L’espion qui aimait les sciences
Auteur : Kathryn Harkup
Éditeur : Flammarion
Date de parution : 10 juin 2026
Genre : Sciences
Si les spectateurs ne sont pas crédules au point de penser que tout ce qui est montré dans la saga James Bond est vrai, ils peuvent néanmoins se demander quelle est la part de vérité scientifique dans tous les gadgets, course-poursuites délirantes et morts violentes qui défilent au cours des 25 épisodes de la série.

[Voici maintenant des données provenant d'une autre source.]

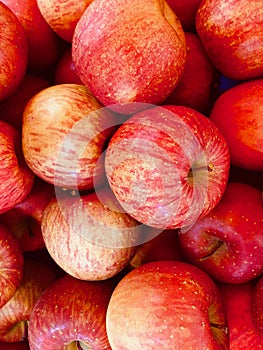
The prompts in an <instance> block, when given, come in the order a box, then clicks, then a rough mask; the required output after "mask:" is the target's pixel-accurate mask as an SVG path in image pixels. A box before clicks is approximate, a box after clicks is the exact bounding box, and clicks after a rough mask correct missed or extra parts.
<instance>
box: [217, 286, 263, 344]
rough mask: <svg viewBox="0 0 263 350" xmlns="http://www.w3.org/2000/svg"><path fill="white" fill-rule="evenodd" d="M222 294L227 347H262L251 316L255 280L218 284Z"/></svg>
mask: <svg viewBox="0 0 263 350" xmlns="http://www.w3.org/2000/svg"><path fill="white" fill-rule="evenodd" d="M218 287H219V289H220V291H221V294H222V299H223V304H224V309H225V313H226V318H227V323H228V329H229V346H230V347H229V349H231V350H240V349H253V350H260V349H262V348H263V338H262V335H260V334H259V333H258V332H257V330H256V323H254V322H253V317H252V314H253V312H252V300H253V295H254V293H255V291H254V289H255V281H249V282H247V283H241V284H238V285H235V284H221V283H220V284H218Z"/></svg>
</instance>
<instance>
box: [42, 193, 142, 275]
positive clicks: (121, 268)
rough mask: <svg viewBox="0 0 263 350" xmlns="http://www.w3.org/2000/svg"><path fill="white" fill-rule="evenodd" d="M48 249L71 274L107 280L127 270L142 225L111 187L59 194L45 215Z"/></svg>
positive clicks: (60, 263)
mask: <svg viewBox="0 0 263 350" xmlns="http://www.w3.org/2000/svg"><path fill="white" fill-rule="evenodd" d="M41 227H42V234H43V238H44V242H45V245H46V248H47V250H48V252H49V254H50V255H51V257H52V258H53V259H54V260H55V262H56V263H57V264H58V265H59V266H60V267H61V268H62V269H63V270H64V271H65V272H67V273H68V274H70V275H71V276H73V277H75V278H79V279H82V280H92V281H93V280H104V279H107V278H110V277H112V276H114V275H116V274H117V273H119V272H120V271H121V270H123V269H124V268H125V267H126V266H127V265H128V263H129V261H130V260H131V258H132V257H133V255H134V253H135V250H136V245H137V244H138V240H139V239H140V236H139V234H140V224H138V223H137V222H136V221H135V220H134V219H132V218H131V217H130V216H129V215H128V214H126V213H125V212H123V210H122V209H121V208H120V206H119V204H118V202H117V201H116V199H115V198H114V196H112V194H111V192H110V191H109V190H108V189H105V188H103V189H98V190H97V191H96V193H95V192H90V193H87V194H81V195H80V196H71V195H68V194H67V193H65V191H64V193H62V194H59V193H58V192H57V199H54V200H51V202H50V203H49V204H48V205H47V207H46V208H45V210H44V213H43V217H42V225H41Z"/></svg>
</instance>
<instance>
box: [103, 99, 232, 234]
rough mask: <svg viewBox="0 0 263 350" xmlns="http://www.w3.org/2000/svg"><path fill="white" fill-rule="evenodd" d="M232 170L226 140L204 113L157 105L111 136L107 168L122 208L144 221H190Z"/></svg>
mask: <svg viewBox="0 0 263 350" xmlns="http://www.w3.org/2000/svg"><path fill="white" fill-rule="evenodd" d="M228 171H229V151H228V147H227V144H226V142H225V140H224V138H223V137H222V135H221V134H220V133H219V131H218V129H217V128H216V126H214V124H213V123H211V121H210V120H209V119H208V118H207V117H205V116H204V115H202V114H201V113H199V112H197V111H195V110H193V109H191V108H188V107H182V106H172V105H170V106H158V107H154V108H149V109H148V110H145V111H142V112H139V113H137V114H135V115H133V116H132V117H130V118H129V119H127V120H126V122H124V123H123V124H122V125H121V126H120V127H119V129H118V130H117V131H116V132H115V134H114V135H113V137H112V138H111V140H110V142H109V145H108V148H107V150H106V156H105V172H106V175H107V178H108V181H109V184H110V187H111V189H112V191H113V192H114V194H115V196H116V198H117V200H118V201H119V202H120V204H121V206H122V207H123V208H124V210H125V211H126V212H127V213H128V214H129V215H131V216H132V217H134V218H135V219H136V220H138V221H140V222H142V223H143V224H145V225H148V226H152V227H155V228H161V229H175V228H178V227H183V226H188V225H192V224H193V223H194V222H195V220H197V219H198V218H200V217H202V216H204V215H205V214H207V213H208V212H209V211H210V210H212V208H213V207H214V206H215V205H216V204H217V203H218V202H219V200H220V198H221V197H222V194H223V192H224V190H225V187H226V184H227V180H228Z"/></svg>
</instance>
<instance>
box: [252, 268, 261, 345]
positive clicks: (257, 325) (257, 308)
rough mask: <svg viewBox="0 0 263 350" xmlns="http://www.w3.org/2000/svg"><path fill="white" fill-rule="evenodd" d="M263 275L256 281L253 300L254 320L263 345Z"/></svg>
mask: <svg viewBox="0 0 263 350" xmlns="http://www.w3.org/2000/svg"><path fill="white" fill-rule="evenodd" d="M262 311H263V275H261V276H260V277H259V278H258V280H256V284H255V290H254V293H253V299H252V319H253V321H254V324H255V328H256V329H257V331H258V333H259V336H260V337H261V341H262V345H263V340H262V336H263V312H262Z"/></svg>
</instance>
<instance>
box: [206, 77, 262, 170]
mask: <svg viewBox="0 0 263 350" xmlns="http://www.w3.org/2000/svg"><path fill="white" fill-rule="evenodd" d="M262 105H263V78H261V79H253V80H251V81H247V82H243V83H240V84H238V85H237V86H234V87H232V88H230V89H229V90H227V91H226V92H224V93H223V94H222V95H221V96H220V97H219V98H218V99H217V100H216V102H215V103H214V105H213V108H212V110H211V113H210V119H211V120H212V122H213V123H214V124H216V125H217V127H218V129H219V130H220V131H221V133H222V134H223V135H224V137H225V139H226V141H227V144H228V146H229V150H230V154H231V163H232V164H233V165H235V166H238V167H241V168H245V169H248V170H256V171H263V137H262V135H263V123H262Z"/></svg>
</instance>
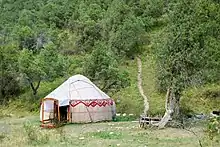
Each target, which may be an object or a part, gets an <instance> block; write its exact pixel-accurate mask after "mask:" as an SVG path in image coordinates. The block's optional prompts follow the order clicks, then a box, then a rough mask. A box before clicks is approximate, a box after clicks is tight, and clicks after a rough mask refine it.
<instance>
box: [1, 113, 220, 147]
mask: <svg viewBox="0 0 220 147" xmlns="http://www.w3.org/2000/svg"><path fill="white" fill-rule="evenodd" d="M0 125H1V126H3V128H0V146H1V147H11V146H16V147H32V146H42V147H48V146H53V147H60V146H65V147H72V146H80V147H88V146H89V147H107V146H111V147H117V146H120V147H140V146H141V147H144V146H148V147H161V146H163V147H170V146H178V147H185V146H187V147H196V146H199V144H198V138H200V139H201V140H202V145H203V146H209V145H211V144H210V141H209V140H208V139H207V138H206V137H205V134H204V132H203V130H202V126H200V125H199V126H195V127H193V128H191V130H193V131H194V132H196V134H197V135H198V138H197V137H196V136H195V135H194V134H193V133H191V132H188V131H186V130H183V129H176V128H166V129H163V130H158V129H150V128H149V129H146V130H145V129H141V128H139V127H138V123H134V122H108V123H93V124H72V125H66V126H64V127H60V128H58V129H39V122H38V118H37V117H33V116H32V117H26V118H20V119H13V118H7V119H0ZM1 132H2V133H1ZM212 146H219V142H213V143H212Z"/></svg>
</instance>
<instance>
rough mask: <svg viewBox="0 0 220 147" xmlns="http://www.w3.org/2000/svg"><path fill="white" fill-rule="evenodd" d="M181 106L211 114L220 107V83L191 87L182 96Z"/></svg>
mask: <svg viewBox="0 0 220 147" xmlns="http://www.w3.org/2000/svg"><path fill="white" fill-rule="evenodd" d="M180 104H181V107H182V108H183V109H185V110H186V111H189V112H193V113H204V114H209V113H210V112H212V111H213V110H219V109H220V85H219V84H208V85H205V86H202V87H195V88H189V89H187V90H186V91H184V93H183V96H182V98H181V103H180Z"/></svg>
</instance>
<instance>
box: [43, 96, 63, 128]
mask: <svg viewBox="0 0 220 147" xmlns="http://www.w3.org/2000/svg"><path fill="white" fill-rule="evenodd" d="M41 107H42V125H43V126H46V124H47V125H52V124H55V123H57V122H59V121H60V109H59V103H58V100H55V99H53V98H45V99H44V100H43V101H42V105H41Z"/></svg>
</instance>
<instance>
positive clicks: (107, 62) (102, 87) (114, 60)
mask: <svg viewBox="0 0 220 147" xmlns="http://www.w3.org/2000/svg"><path fill="white" fill-rule="evenodd" d="M84 74H85V75H86V76H88V77H89V78H90V79H92V80H93V81H95V82H96V83H97V84H98V85H99V86H100V87H101V89H102V90H103V91H104V92H116V91H118V90H120V88H124V87H126V86H128V85H129V79H128V73H127V72H125V71H123V72H122V71H120V70H119V69H118V62H117V61H116V59H115V56H114V53H113V52H112V51H111V50H109V48H108V45H107V44H106V43H103V42H97V43H96V44H95V46H94V50H93V52H92V53H91V55H90V56H89V58H88V59H87V61H86V62H85V65H84Z"/></svg>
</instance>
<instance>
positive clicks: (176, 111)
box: [156, 88, 180, 128]
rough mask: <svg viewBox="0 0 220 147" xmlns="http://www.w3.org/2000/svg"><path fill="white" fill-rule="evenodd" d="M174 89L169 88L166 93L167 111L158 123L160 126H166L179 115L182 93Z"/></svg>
mask: <svg viewBox="0 0 220 147" xmlns="http://www.w3.org/2000/svg"><path fill="white" fill-rule="evenodd" d="M174 91H175V90H174V89H171V88H168V89H167V94H166V102H165V109H166V112H165V114H164V116H163V118H162V119H161V121H160V122H159V123H158V124H156V126H158V127H159V128H164V127H165V125H166V124H167V123H168V122H169V120H170V119H172V118H175V119H176V118H178V117H179V98H180V94H179V93H178V92H174Z"/></svg>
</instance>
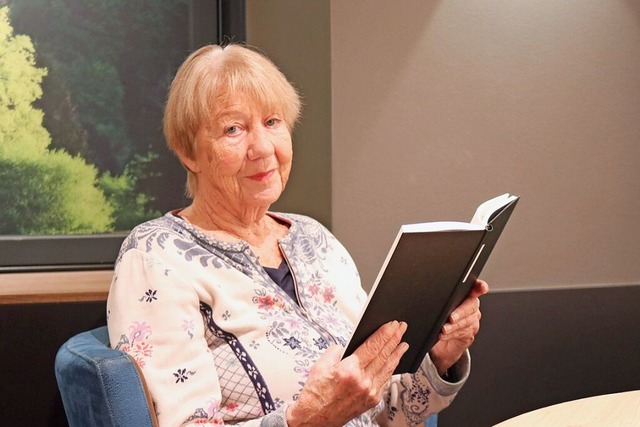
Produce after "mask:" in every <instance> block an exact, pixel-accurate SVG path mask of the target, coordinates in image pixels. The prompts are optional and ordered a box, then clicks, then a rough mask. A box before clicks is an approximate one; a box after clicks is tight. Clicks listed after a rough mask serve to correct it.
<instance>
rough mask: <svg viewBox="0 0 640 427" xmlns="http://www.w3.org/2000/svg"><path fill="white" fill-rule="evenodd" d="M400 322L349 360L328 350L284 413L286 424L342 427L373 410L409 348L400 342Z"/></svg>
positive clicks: (313, 370) (332, 350)
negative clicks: (297, 399) (300, 392)
mask: <svg viewBox="0 0 640 427" xmlns="http://www.w3.org/2000/svg"><path fill="white" fill-rule="evenodd" d="M406 330H407V324H406V323H404V322H396V321H394V322H389V323H387V324H385V325H382V326H381V327H380V328H379V329H378V330H377V331H376V332H374V333H373V334H372V335H371V336H370V337H369V338H368V339H367V341H365V342H364V343H363V344H362V345H361V346H360V347H358V349H357V350H356V351H355V352H354V353H353V354H352V355H351V356H349V357H347V358H345V359H344V360H340V357H341V356H342V352H343V351H344V348H343V347H340V346H337V345H335V346H332V347H330V348H328V349H327V351H326V352H325V354H324V355H323V356H322V357H321V358H320V359H318V361H317V362H316V363H315V364H314V365H313V366H312V368H311V371H310V373H309V378H308V380H307V383H306V385H305V386H304V388H303V389H302V392H301V393H300V396H299V398H298V400H297V401H296V402H295V403H293V404H292V405H290V406H289V408H288V409H287V414H286V415H287V423H288V425H289V426H290V427H298V426H305V427H307V426H308V427H311V426H322V427H328V426H343V425H344V424H346V423H347V422H348V421H349V420H351V419H353V418H355V417H357V416H358V415H360V414H362V413H364V412H366V411H367V410H369V409H371V408H372V407H374V406H376V405H377V404H378V403H379V402H380V399H381V398H382V393H383V390H384V387H385V385H386V383H387V382H388V381H389V378H390V377H391V375H392V374H393V370H394V369H395V368H396V366H397V365H398V363H399V362H400V358H401V357H402V355H403V354H404V353H405V352H406V351H407V349H408V348H409V345H408V344H406V343H403V342H401V340H402V335H403V334H404V333H405V331H406Z"/></svg>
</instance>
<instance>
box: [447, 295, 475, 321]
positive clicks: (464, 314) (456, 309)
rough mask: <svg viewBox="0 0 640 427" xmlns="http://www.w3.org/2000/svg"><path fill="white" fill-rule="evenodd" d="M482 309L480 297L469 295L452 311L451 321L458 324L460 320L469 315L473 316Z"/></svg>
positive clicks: (450, 315)
mask: <svg viewBox="0 0 640 427" xmlns="http://www.w3.org/2000/svg"><path fill="white" fill-rule="evenodd" d="M478 311H480V299H479V298H475V297H469V298H467V299H465V300H464V301H462V303H461V304H460V305H459V306H458V307H457V308H456V309H455V310H453V312H451V315H450V316H449V322H450V323H452V324H456V323H457V322H459V321H460V320H462V319H464V318H465V317H467V316H472V315H474V314H475V313H477V312H478Z"/></svg>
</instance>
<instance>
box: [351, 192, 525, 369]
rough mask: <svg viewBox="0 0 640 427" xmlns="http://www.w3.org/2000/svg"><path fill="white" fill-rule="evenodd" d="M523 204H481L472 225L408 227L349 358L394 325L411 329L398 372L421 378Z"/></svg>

Et pour démêler le vrai du faux, qui est plus qualifiée que Kathryn Harkup, déjà autrice de A comme arsenic. Les poisons d’Agatha Christie ou encore The Science behind Mary Shelley’s Frankenstein, dans son nouveau roman ? Dans son nouvel ouvrage, L’espion qui aimait les sciences, convoquant des notions de physique, de chimie et de biologie, elle révèle en effet les réalités scientifiques à l’œuvre derrière les gadgets, les armes emblématiques, les scènes d’empoisonnement ou de torture, les technologies futuristes et les stratégies d’espionnage.
Goldfinger et le laser, Opération Tonnerre et le gaz gamma, Au service secret de Sa Majesté et le bioterrorisme. Et si les exploits de James Bond reposaient sur de véritables avancées scientifiques et technologiques ? Dans cet ouvrage aussi réjouissant qu’instructif, Kathryn Harkup nous invite à redécouvrir l’univers mythique de l’agent 007 en répondant à des questions aussi diverses que de savoir si l’on peut réellement mourir asphyxié sous une couche de peinture ou survivre avec une balle logée dans le crâne ? Ou encore si les nanorobots appartiennent-ils vraiment à la science-fiction ?
Grâce à un discours scientifique rigoureux tout en faisant attention à ne pas noyer le lecteur de détails superflus, l’autrice parvient au cours des 25 chapitres que comptent ce livre à expliquer certaines notions fondamentales de chimie, physique ou biologie. Des notions que possédaient les nombreux interlocuteurs de Ian Flemming et qui l’ont aidé à construire un univers qui n’était pas dénué de fondements scientifiques, même si, pour les besoins du spectacle, la réalité des films a très souvent maximisé les possibilités offertes par la science.
L’espion qui aimait les sciences est un livre qui s’adresse avant tout aux passionnés de la franchise et qui a le mérité de parler de sciences à un très large public grâce aux talents de vulgarisation de son autrice.